Which of the following is true ? i) Having clause exists only with GROUP…

2025

Which of the following is true ?

i) Having clause exists only with GROUP Clause.

ii) The Group clause was added to SQL because the where keyword could not be used with aggregate functions.

  1. A.

    i) only

  2. B.

    ii) only

  3. C.

    i) and ii) only

  4. D.

    neither i) nor ii)

Attempted by 5 students.

Show answer & explanation

Correct answer: D

Concept

HAVING filters GROUPS by an aggregate condition, but it does not itself require a GROUP BY clause — when GROUP BY is absent, SQL treats the whole result set as one implicit group and evaluates HAVING against that single group. GROUP BY's own job is to partition rows so an aggregate function can be computed per group.
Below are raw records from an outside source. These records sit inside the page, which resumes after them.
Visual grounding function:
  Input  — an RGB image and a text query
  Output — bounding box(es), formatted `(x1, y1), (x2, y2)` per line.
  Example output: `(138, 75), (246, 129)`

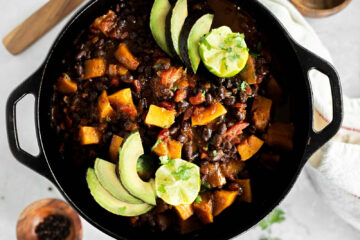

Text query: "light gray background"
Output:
(0, 0), (360, 240)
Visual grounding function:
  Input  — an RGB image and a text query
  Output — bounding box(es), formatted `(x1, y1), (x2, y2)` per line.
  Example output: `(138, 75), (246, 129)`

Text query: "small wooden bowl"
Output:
(16, 198), (82, 240)
(290, 0), (351, 18)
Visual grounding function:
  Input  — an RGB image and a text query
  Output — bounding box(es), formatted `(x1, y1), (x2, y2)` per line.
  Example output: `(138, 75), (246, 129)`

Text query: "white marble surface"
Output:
(0, 0), (360, 240)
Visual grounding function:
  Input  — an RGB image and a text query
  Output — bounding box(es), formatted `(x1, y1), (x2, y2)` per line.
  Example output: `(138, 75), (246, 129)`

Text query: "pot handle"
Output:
(294, 43), (343, 159)
(6, 67), (53, 182)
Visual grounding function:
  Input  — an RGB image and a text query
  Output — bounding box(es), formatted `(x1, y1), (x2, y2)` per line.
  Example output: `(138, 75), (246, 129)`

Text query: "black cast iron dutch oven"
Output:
(6, 0), (342, 239)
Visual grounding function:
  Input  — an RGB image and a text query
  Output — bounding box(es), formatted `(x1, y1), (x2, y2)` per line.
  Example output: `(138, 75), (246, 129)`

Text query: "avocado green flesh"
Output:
(86, 168), (153, 217)
(150, 0), (171, 56)
(187, 14), (214, 73)
(94, 158), (144, 204)
(170, 0), (188, 58)
(117, 132), (156, 205)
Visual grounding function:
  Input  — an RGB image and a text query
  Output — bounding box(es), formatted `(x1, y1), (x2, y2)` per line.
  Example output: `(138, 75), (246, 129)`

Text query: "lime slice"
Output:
(155, 159), (200, 205)
(199, 26), (249, 77)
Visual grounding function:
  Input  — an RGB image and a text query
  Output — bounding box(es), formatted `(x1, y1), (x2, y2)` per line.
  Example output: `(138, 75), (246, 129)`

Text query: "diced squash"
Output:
(84, 58), (106, 79)
(108, 88), (137, 117)
(213, 190), (238, 216)
(98, 91), (114, 121)
(251, 96), (272, 132)
(153, 139), (183, 158)
(91, 10), (116, 36)
(264, 122), (295, 151)
(109, 64), (129, 77)
(109, 134), (124, 162)
(191, 103), (227, 126)
(179, 216), (201, 234)
(56, 74), (77, 94)
(240, 55), (256, 84)
(193, 192), (214, 224)
(236, 179), (252, 203)
(221, 159), (245, 180)
(145, 105), (176, 128)
(174, 204), (194, 221)
(167, 139), (182, 158)
(114, 43), (140, 70)
(153, 141), (169, 156)
(79, 126), (101, 145)
(237, 135), (264, 161)
(266, 75), (282, 104)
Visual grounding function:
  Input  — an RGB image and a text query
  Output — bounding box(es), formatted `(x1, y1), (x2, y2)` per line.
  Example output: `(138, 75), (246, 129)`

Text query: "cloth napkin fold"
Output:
(258, 0), (360, 230)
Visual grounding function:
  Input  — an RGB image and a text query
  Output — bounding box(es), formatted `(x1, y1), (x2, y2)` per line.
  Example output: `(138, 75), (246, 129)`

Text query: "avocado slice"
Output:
(150, 0), (171, 56)
(94, 158), (144, 204)
(165, 0), (188, 58)
(180, 11), (214, 73)
(117, 131), (156, 205)
(86, 168), (153, 217)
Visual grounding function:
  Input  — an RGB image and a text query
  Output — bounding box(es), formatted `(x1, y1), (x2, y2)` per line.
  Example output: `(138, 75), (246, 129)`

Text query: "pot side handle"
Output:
(294, 43), (343, 159)
(6, 67), (53, 181)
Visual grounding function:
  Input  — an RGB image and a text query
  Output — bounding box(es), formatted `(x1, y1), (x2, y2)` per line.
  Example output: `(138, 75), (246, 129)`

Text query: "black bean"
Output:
(235, 111), (246, 121)
(223, 97), (236, 106)
(239, 92), (248, 103)
(76, 50), (86, 61)
(127, 15), (136, 24)
(202, 127), (212, 142)
(217, 123), (227, 135)
(213, 134), (222, 148)
(225, 79), (233, 89)
(177, 101), (190, 114)
(177, 133), (188, 143)
(205, 93), (213, 105)
(182, 142), (193, 161)
(218, 86), (225, 100)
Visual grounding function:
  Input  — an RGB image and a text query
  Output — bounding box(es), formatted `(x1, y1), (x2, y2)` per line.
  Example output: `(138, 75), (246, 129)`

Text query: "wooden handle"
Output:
(3, 0), (84, 55)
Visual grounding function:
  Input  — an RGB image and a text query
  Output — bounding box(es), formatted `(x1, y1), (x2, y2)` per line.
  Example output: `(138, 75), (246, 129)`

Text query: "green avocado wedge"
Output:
(94, 158), (144, 204)
(165, 0), (188, 58)
(117, 131), (156, 205)
(180, 11), (214, 73)
(86, 168), (153, 217)
(150, 0), (171, 56)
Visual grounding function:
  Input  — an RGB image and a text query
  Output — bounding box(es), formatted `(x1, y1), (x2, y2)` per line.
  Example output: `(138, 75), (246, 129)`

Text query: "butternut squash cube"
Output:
(236, 179), (252, 203)
(98, 91), (114, 121)
(56, 74), (77, 94)
(237, 135), (264, 161)
(251, 96), (272, 132)
(114, 43), (140, 70)
(213, 190), (238, 216)
(79, 126), (101, 145)
(84, 58), (106, 79)
(191, 103), (227, 126)
(193, 192), (214, 224)
(174, 204), (194, 221)
(145, 105), (176, 128)
(240, 55), (257, 84)
(109, 134), (124, 162)
(108, 88), (137, 117)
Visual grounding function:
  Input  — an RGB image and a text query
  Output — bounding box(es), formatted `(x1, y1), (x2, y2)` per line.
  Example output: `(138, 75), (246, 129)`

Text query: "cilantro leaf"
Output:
(258, 208), (285, 230)
(200, 36), (211, 50)
(158, 184), (166, 193)
(171, 165), (192, 181)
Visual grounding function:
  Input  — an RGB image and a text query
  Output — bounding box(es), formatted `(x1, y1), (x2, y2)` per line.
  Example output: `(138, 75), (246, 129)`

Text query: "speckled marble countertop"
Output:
(0, 0), (360, 240)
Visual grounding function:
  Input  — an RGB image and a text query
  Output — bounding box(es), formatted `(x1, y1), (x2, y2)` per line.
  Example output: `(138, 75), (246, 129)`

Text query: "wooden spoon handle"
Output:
(3, 0), (84, 55)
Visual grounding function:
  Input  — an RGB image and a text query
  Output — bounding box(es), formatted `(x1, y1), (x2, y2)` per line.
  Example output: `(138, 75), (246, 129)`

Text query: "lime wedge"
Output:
(155, 159), (200, 205)
(199, 26), (249, 77)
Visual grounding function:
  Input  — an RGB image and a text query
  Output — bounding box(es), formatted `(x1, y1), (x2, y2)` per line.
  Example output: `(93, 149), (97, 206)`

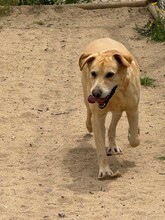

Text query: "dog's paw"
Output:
(98, 168), (121, 180)
(106, 146), (122, 156)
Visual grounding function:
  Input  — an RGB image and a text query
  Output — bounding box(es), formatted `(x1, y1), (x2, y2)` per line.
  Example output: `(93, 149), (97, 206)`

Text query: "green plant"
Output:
(135, 17), (165, 42)
(140, 76), (155, 87)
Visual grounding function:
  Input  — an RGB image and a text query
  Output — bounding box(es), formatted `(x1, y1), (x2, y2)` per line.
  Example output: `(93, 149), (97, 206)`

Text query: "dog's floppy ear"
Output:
(79, 54), (97, 70)
(114, 53), (133, 67)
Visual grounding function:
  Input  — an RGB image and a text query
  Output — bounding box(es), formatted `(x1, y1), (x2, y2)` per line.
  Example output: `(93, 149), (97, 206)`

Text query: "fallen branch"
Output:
(55, 0), (148, 10)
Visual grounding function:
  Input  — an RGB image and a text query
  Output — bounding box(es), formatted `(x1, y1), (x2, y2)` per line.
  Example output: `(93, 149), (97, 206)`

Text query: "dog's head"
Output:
(79, 51), (132, 108)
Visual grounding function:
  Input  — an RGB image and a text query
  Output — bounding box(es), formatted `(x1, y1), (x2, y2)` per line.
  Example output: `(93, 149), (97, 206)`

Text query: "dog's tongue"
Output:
(88, 95), (97, 103)
(88, 95), (104, 106)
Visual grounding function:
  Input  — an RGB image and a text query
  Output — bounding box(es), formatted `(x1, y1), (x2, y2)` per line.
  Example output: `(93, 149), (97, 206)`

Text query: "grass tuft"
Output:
(135, 17), (165, 42)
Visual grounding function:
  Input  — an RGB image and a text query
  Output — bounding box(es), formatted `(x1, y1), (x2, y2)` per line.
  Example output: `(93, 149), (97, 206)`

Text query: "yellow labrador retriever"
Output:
(79, 38), (140, 178)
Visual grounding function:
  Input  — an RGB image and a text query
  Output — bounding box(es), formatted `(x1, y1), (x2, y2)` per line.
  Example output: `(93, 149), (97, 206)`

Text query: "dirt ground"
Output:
(0, 3), (165, 220)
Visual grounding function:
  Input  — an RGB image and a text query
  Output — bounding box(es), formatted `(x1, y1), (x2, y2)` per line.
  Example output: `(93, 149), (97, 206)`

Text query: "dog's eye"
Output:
(106, 72), (114, 78)
(91, 71), (97, 78)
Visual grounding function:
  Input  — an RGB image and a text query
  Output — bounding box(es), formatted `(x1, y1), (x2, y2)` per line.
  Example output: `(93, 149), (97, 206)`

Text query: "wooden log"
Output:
(55, 0), (148, 10)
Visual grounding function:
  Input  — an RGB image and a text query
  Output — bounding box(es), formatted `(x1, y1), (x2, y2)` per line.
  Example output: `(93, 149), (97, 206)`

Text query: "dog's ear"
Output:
(114, 53), (133, 67)
(79, 54), (97, 70)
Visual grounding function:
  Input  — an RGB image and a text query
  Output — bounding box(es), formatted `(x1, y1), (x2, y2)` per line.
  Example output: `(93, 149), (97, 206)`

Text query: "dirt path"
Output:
(0, 6), (165, 220)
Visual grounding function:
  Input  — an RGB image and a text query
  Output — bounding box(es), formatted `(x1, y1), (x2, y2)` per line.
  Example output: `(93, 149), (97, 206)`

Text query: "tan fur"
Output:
(79, 38), (140, 178)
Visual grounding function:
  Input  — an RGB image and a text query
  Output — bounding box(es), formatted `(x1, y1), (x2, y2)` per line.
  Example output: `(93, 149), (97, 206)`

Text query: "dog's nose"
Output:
(92, 88), (102, 99)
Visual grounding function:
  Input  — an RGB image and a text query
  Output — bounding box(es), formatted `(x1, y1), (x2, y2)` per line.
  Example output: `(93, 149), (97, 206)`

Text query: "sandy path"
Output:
(0, 6), (165, 220)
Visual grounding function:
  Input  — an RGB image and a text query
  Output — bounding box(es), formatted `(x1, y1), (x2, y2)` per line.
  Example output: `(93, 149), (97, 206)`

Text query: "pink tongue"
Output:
(88, 95), (97, 103)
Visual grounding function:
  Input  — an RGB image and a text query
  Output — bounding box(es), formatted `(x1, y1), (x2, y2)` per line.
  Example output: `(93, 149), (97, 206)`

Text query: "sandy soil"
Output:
(0, 3), (165, 220)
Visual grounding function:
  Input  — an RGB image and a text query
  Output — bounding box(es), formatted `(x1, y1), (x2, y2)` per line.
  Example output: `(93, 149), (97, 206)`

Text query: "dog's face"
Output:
(79, 51), (132, 108)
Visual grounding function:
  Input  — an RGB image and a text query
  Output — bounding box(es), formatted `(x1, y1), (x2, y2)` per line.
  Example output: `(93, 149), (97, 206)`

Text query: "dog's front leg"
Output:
(107, 112), (122, 155)
(92, 113), (118, 179)
(127, 109), (140, 147)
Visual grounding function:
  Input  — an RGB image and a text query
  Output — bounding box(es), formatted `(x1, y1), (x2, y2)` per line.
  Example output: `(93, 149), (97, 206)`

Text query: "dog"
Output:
(79, 38), (140, 179)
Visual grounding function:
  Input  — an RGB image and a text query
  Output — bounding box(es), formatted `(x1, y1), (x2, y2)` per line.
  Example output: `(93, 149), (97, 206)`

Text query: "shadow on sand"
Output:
(63, 134), (136, 193)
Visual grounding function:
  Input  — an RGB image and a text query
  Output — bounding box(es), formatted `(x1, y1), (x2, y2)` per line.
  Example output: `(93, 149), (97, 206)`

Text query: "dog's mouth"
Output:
(88, 85), (117, 109)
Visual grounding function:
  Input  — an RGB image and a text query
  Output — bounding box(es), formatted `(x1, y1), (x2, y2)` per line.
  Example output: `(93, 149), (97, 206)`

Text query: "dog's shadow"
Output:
(63, 134), (135, 193)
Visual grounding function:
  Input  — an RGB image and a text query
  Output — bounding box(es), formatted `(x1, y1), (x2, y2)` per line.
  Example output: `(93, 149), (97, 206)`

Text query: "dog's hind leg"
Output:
(107, 112), (122, 156)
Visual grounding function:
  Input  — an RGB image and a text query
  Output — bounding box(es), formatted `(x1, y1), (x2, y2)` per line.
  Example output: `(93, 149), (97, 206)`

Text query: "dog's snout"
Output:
(92, 88), (102, 99)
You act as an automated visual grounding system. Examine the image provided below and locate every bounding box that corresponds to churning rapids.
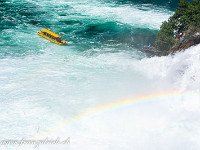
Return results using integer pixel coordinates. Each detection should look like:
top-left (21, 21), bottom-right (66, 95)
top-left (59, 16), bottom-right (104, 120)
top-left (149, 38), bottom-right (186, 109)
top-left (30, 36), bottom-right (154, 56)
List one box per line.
top-left (0, 0), bottom-right (200, 150)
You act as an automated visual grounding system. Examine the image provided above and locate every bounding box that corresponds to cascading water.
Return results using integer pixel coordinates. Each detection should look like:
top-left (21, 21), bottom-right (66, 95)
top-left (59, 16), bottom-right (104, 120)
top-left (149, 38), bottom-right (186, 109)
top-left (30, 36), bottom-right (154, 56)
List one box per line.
top-left (0, 0), bottom-right (200, 150)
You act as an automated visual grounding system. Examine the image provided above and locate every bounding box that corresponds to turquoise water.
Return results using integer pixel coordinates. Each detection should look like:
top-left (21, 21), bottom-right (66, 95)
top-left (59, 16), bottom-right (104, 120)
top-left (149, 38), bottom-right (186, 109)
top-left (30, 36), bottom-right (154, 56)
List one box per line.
top-left (0, 0), bottom-right (200, 150)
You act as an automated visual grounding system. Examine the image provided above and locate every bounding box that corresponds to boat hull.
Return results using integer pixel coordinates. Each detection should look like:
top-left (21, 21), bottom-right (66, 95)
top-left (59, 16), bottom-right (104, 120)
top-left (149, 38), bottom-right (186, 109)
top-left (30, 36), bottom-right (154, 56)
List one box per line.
top-left (38, 31), bottom-right (65, 45)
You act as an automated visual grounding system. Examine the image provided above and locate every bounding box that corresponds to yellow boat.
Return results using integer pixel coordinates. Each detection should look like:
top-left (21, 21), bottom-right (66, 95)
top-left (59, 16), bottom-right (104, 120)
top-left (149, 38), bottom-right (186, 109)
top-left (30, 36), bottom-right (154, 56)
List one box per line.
top-left (38, 29), bottom-right (67, 45)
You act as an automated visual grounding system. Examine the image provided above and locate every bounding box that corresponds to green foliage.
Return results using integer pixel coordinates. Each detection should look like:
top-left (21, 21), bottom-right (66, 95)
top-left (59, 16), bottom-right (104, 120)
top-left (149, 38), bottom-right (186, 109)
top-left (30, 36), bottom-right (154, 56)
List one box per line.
top-left (156, 0), bottom-right (200, 51)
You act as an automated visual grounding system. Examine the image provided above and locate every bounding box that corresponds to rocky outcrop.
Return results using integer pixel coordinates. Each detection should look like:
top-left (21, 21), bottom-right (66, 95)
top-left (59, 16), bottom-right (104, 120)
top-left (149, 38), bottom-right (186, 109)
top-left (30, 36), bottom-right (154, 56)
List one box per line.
top-left (162, 32), bottom-right (200, 55)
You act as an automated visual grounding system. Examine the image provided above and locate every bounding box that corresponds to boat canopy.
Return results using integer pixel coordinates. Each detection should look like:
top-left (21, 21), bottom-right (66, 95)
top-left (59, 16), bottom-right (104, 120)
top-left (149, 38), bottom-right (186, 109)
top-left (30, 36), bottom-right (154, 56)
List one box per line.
top-left (41, 29), bottom-right (61, 38)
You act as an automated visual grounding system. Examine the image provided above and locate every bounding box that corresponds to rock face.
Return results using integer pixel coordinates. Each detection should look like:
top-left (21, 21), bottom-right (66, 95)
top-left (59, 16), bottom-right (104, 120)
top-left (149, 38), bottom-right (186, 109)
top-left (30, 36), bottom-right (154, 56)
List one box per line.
top-left (167, 32), bottom-right (200, 54)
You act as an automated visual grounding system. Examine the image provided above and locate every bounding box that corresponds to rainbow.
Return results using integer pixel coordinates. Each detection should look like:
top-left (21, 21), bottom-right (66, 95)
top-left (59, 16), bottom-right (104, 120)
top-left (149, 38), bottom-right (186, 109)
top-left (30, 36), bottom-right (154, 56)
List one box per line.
top-left (34, 91), bottom-right (200, 139)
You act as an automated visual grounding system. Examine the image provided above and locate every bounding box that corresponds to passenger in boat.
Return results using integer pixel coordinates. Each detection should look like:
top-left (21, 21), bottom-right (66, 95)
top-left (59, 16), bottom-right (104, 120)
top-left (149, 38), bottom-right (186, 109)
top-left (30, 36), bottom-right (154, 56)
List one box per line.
top-left (56, 38), bottom-right (62, 43)
top-left (148, 43), bottom-right (151, 48)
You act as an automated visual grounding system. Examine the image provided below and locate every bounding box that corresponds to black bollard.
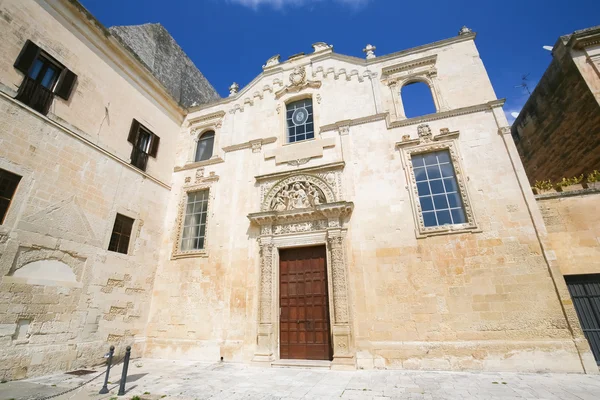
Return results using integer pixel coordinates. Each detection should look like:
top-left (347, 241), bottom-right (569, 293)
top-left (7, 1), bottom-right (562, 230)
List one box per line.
top-left (117, 346), bottom-right (131, 396)
top-left (99, 346), bottom-right (115, 394)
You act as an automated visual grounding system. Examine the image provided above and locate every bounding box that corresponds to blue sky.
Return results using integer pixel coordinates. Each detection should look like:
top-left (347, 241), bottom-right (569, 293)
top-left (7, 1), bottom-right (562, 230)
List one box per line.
top-left (81, 0), bottom-right (600, 122)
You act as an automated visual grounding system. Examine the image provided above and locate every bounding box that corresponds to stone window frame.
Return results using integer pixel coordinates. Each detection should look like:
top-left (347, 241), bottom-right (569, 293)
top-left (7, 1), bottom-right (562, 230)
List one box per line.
top-left (184, 111), bottom-right (225, 169)
top-left (382, 55), bottom-right (449, 120)
top-left (102, 207), bottom-right (144, 259)
top-left (277, 92), bottom-right (321, 146)
top-left (401, 140), bottom-right (480, 239)
top-left (171, 176), bottom-right (218, 260)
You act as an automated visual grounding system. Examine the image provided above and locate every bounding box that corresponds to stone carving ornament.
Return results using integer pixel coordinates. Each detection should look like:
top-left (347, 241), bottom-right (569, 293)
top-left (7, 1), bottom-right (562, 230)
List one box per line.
top-left (262, 174), bottom-right (335, 211)
top-left (271, 181), bottom-right (325, 211)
The reason WHERE cannot filter on an aggregate result is SQL's logical processing order: WHERE runs on raw rows before any grouping or aggregation happens, so no aggregate value exists yet at that stage — HAVING was introduced to close exactly that gap, evaluated after grouping/aggregation, not GROUP BY.

Application

  • Statement i) claims HAVING exists only alongside a GROUP BY clause. This is false: a query such as SELECT COUNT(*) FROM Orders HAVING COUNT(*) > 100; is valid with no GROUP BY at all — the entire table forms one implicit group and HAVING filters that single group.

  • Statement ii) claims the GROUP BY clause was added because WHERE could not be used with aggregate functions. This misattributes the reasoning — the WHERE-versus-aggregate limitation is exactly the documented justification for HAVING's existence, not GROUP BY's. GROUP BY's own purpose is partitioning rows for per-group aggregation, independent of that WHERE limitation.

Cross-check

SQL's logical execution order is FROM → WHERE → GROUP BY → HAVING → SELECT → ORDER BY. WHERE always runs before any aggregation, and the gap that creates is closed at the HAVING stage — never by GROUP BY. Comparing the two forms below confirms HAVING's independence from GROUP BY:

-- HAVING with GROUP BY (per-group filter)
SELECT Customer, SUM(OrderPrice)
FROM Orders
GROUP BY Customer
HAVING SUM(OrderPrice) < 2000;

-- HAVING alone, no GROUP BY (single implicit group)
SELECT COUNT(*)
FROM Orders
HAVING COUNT(*) > 100;

Since HAVING can run stand-alone against one implicit group, and GROUP BY is not the clause that answers WHERE's aggregate limitation, both statements fail together — the combination that holds is “neither i) nor ii)”.